Well, I love all challenges which science can help us overcome. My passion for the last seven years has been how to alleviate energy poverty and reduce carbon emissions. I want to make a change in rural communities to support women farmers. Renewable technologies have cost competitive and given the goals of the Paris Agreement, we need private investments to go into the places that need it the most.
It is imperative to invest capital towards the goals supported by signatory countries of the Paris Agreement. In BitLumens’ particular case, our mission is to bring new technologies to rural communities and empower women. However, when I contacted investors in Silicon Valley they thought this was a charity project. They did not understand that women farmers pay a monthly fee of US$10 to charge their phone, while people living in cities pay less than US$0.10 per year. I decided to find contributors all over the world who wanted to make a positive impact on the environment and to rural communities.
Do you have a mentor that you look up to in your industries or did you look for one or how did that work?
I have lots of mentors! My kids are the first ones. My 11 and 14-year-old kids will sit with me for an hour listening to how I practice a speech. They are the best critics.
When it comes to science, I consider my mentors the beautiful minds with whom I had the honor to work with at IBM Research Lab. Bruno Michel is an unconventional thinker who is always pushing alternative solutions to overcome scientific barriers. I admire this quality.
My mentors are also the women farmers I meet on a daily basis. These incredible women are hardworking, intelligent and responsible. They give me a lot of guidance around their community.
How did you make a match if you did, and how did you end up being mentored by him/her?
While finishing my studies at Swiss Federal Institute of Technology (ETH) in Zurich, I decided to write my thesis on the simulation of power systems together with Professor Rutherford at Wisconsin University. At the time, IBM Research Lab had an opening and I was very lucky to land in Bruno Michel’s group.
Now as a leader how do you spot, develop, keep, grow and support your talent?
We have a great team with amazing backgrounds. Leadership to me is collaborating with great minds to achieve an optimal outcome. I give my team room to think, develop and make mistakes. We embrace failures and learn from these to grow our project and make it more efficient.
Do you consciously or unconsciously support diversity and why?
BitLumens definitely supports diversity. Our project is all about empowering women through energy access and promoting financial inclusion. Currently, we are looking to hire teenagers as I believe they bring an incredible talent to manage and connect with blockchain communities all over the world. In fact, I think some teenagers in developing regions can learn more supporting a project and a company.

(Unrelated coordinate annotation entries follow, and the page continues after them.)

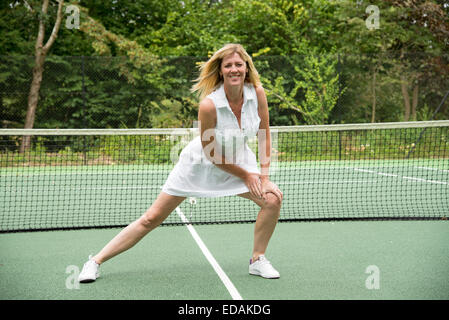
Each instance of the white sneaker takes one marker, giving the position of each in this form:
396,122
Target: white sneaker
90,271
262,267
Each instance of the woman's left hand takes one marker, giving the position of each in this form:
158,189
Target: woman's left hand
268,186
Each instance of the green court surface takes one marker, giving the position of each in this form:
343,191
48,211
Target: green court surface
317,260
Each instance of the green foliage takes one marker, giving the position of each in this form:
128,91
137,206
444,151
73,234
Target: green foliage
131,63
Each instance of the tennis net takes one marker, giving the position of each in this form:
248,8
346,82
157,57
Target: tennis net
75,179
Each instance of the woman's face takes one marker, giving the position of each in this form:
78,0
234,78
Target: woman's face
233,69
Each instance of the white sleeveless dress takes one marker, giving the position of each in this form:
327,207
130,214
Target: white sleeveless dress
195,176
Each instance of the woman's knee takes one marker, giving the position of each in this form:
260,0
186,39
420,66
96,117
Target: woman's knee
272,202
150,219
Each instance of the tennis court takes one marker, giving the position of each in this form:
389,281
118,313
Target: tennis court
363,217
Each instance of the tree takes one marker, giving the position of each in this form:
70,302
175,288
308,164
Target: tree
41,52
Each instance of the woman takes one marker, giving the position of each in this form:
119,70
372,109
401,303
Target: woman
233,107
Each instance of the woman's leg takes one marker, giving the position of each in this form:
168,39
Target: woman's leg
133,233
266,221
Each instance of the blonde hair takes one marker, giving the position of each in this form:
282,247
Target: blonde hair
209,77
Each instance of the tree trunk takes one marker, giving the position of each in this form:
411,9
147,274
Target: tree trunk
406,98
414,101
33,99
373,91
38,69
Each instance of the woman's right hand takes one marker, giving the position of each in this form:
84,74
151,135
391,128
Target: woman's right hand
252,181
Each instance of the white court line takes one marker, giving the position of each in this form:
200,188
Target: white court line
224,278
434,169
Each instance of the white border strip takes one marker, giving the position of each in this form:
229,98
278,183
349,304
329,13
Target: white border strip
403,177
187,131
224,278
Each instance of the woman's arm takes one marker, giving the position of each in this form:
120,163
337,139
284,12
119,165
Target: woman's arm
264,141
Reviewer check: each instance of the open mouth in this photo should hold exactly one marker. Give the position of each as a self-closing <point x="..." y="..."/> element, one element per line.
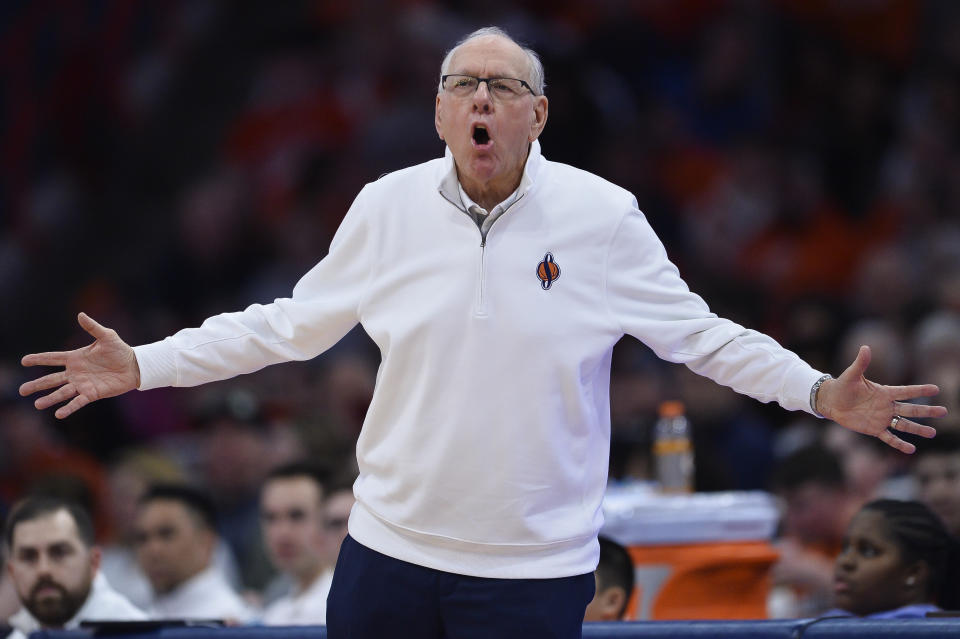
<point x="481" y="137"/>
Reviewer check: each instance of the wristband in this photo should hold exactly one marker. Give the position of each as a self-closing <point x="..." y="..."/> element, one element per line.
<point x="814" y="391"/>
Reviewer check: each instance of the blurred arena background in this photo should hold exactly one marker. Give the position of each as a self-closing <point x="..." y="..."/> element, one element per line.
<point x="163" y="161"/>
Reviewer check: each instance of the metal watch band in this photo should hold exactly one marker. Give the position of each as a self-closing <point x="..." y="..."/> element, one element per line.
<point x="814" y="391"/>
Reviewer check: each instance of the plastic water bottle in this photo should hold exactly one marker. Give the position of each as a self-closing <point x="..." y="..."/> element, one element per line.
<point x="672" y="449"/>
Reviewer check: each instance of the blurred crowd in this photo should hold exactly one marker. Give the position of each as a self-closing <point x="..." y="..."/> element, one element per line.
<point x="162" y="162"/>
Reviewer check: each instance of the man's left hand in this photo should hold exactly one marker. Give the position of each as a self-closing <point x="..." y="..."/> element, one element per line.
<point x="854" y="402"/>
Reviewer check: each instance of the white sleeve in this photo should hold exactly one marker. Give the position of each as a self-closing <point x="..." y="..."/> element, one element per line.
<point x="323" y="308"/>
<point x="650" y="301"/>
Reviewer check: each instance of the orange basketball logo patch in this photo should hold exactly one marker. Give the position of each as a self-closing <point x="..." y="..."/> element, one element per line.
<point x="548" y="271"/>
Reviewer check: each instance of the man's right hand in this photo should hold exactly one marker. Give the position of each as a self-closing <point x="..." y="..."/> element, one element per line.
<point x="105" y="368"/>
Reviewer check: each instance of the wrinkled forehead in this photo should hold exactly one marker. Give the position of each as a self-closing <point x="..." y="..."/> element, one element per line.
<point x="491" y="56"/>
<point x="46" y="530"/>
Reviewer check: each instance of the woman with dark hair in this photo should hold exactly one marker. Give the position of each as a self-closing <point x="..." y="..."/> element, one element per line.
<point x="898" y="560"/>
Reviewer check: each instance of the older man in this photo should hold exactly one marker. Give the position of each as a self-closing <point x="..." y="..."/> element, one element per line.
<point x="54" y="566"/>
<point x="495" y="283"/>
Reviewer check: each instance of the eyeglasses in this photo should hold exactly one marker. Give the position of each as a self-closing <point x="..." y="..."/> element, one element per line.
<point x="463" y="86"/>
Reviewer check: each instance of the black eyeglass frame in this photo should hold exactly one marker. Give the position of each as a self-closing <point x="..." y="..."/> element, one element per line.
<point x="443" y="80"/>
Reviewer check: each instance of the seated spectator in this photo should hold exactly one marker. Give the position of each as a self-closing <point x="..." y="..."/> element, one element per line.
<point x="615" y="577"/>
<point x="175" y="537"/>
<point x="54" y="566"/>
<point x="817" y="509"/>
<point x="936" y="469"/>
<point x="291" y="512"/>
<point x="336" y="511"/>
<point x="898" y="561"/>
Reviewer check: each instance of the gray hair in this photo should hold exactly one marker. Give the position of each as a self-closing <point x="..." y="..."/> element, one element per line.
<point x="536" y="78"/>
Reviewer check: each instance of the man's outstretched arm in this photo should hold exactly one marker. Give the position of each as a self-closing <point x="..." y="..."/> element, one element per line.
<point x="105" y="368"/>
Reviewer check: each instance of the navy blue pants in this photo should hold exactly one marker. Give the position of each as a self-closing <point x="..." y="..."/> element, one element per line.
<point x="374" y="596"/>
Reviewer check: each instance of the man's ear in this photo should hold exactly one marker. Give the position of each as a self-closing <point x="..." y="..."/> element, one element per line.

What is your take on what it takes to be a great leader in your industry and as a general rule of thumb?
I don’t consider myself a leader. We all can be leaders but what I definitely do is roll up my sleeves, work hard and connect with my community, i.e. clients and collaborators. I love to talk to farmers, install solar panels and understand the client’s needs to bring better solutions to improve their lifestyles. I see cities moving towards decentralized and more efficient power systems where the sharing economy can widely be applied to manage our resources more efficiently.
Advice for others?
I would say read every biography of Einstein you can, it will give you some amazing insights (having done this myself!). There are a few things I tell my team – don’t wait for others to make a positive impact, be curious. If you have a passion, focus on it day and night.
The small and positive changes you make are as important as big ones. Don’t expect perfection from yourself, do the best you can and modify accordingly. Failures are nothing else but destiny giving you an opportunity to improve.
With a pilot programme established in Latin America, BitLumens is looking to expand into Asia.